NOGALES, Arizona - Governor Jan "The Man" Brewer was in the border town of Nogales to flip the electric switch that will send 850,000 volts of electricity through the entire length of the Arizona portion of the border wall that separates the United States from The Republic of Mexico.
The governor said that undercover agents working for the state of Arizona at a cost of $95 an hour have discovered that 99.7 percent of all illegal aliens who enter the U.S. through Arizona are carrying illegal drugs manufactured in Colombia, Venezuela, and Antarctica.

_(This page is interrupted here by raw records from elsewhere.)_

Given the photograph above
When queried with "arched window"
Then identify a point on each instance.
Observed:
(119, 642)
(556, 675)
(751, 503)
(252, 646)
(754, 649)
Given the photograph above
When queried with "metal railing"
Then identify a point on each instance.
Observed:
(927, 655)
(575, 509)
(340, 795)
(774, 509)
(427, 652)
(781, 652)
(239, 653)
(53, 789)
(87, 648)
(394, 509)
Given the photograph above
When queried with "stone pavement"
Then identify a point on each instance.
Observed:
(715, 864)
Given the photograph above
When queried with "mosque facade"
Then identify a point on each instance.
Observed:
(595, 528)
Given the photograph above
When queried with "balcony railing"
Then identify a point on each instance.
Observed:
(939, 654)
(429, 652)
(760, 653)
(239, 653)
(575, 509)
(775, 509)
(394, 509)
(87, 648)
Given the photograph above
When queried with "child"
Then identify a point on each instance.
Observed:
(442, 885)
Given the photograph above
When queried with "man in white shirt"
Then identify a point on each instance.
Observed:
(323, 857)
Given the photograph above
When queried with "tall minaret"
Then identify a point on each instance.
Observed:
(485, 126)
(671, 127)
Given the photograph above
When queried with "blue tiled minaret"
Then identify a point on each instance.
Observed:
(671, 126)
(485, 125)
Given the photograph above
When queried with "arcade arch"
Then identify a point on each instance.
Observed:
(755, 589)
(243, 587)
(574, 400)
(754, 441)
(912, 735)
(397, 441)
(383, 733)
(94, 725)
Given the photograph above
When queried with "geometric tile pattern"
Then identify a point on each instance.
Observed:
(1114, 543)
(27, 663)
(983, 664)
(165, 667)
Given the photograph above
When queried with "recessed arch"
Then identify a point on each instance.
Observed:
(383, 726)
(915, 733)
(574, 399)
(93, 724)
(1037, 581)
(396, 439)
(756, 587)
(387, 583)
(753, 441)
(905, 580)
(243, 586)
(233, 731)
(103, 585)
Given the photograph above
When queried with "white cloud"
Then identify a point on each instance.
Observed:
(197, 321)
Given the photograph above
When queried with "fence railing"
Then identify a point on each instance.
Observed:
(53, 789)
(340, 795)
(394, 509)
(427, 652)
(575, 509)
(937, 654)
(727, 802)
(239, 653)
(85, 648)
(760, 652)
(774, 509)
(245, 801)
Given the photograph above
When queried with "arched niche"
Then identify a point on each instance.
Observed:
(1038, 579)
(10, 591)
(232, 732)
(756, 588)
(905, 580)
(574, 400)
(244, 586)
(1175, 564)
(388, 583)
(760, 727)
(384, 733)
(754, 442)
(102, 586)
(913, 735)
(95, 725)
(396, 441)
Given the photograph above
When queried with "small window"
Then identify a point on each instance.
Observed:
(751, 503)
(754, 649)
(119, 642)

She went on to say that just this past Saturday, border patrol agents arrested one Carlos "Chippy" Chistoso, a 26-year-old professional illegal alien from the southern Mexican state of Yucatan.
When agents strip searched Chistoso, but not in a gay way, they found that he had managed to stash a total of 712 pounds of Durango Bango Marijuana in his boxer shorts.
When agents asked Chistoso how in the world he managed to conceal 712 pounds of marijuana in his underwear, Chippy blushed a little bit, shrugged his shoulders, and said, "Well I guess maybe ease because I have a little bitty pee-pee."
Another illegal alien a female named Nora Cora De La Pompadora, 72, was caught hiding 593 pounds of Tabasco Grasso neatly tucked in her labia majora.
When Mrs. De La Pompadora was asked to comment she remarked, "Chit man, dee pain dat I get from gibbing childbirth tu fisteen (15) babies combinded duz not compare tu dee pain of stuffing 593 pounds of TG (Tabasco Grasso) into my sexy ju-know-what.
Governor Brewer says that the citizens of Arizona are thrilled with all of the great stuff she has come up with to make her state more civilized, organized, and notorized.
SIDENOTE: There is talk that Governor Sarah Palin of Alaska may ask Governor Jan Brewer to be her vice-presidential running mate in 2012. Palin has noted that they could run with the campaign slogan: "Palin and Brewer: Two Gals - Four Balls - No Wieners - and A Little Bit of Chest Hair."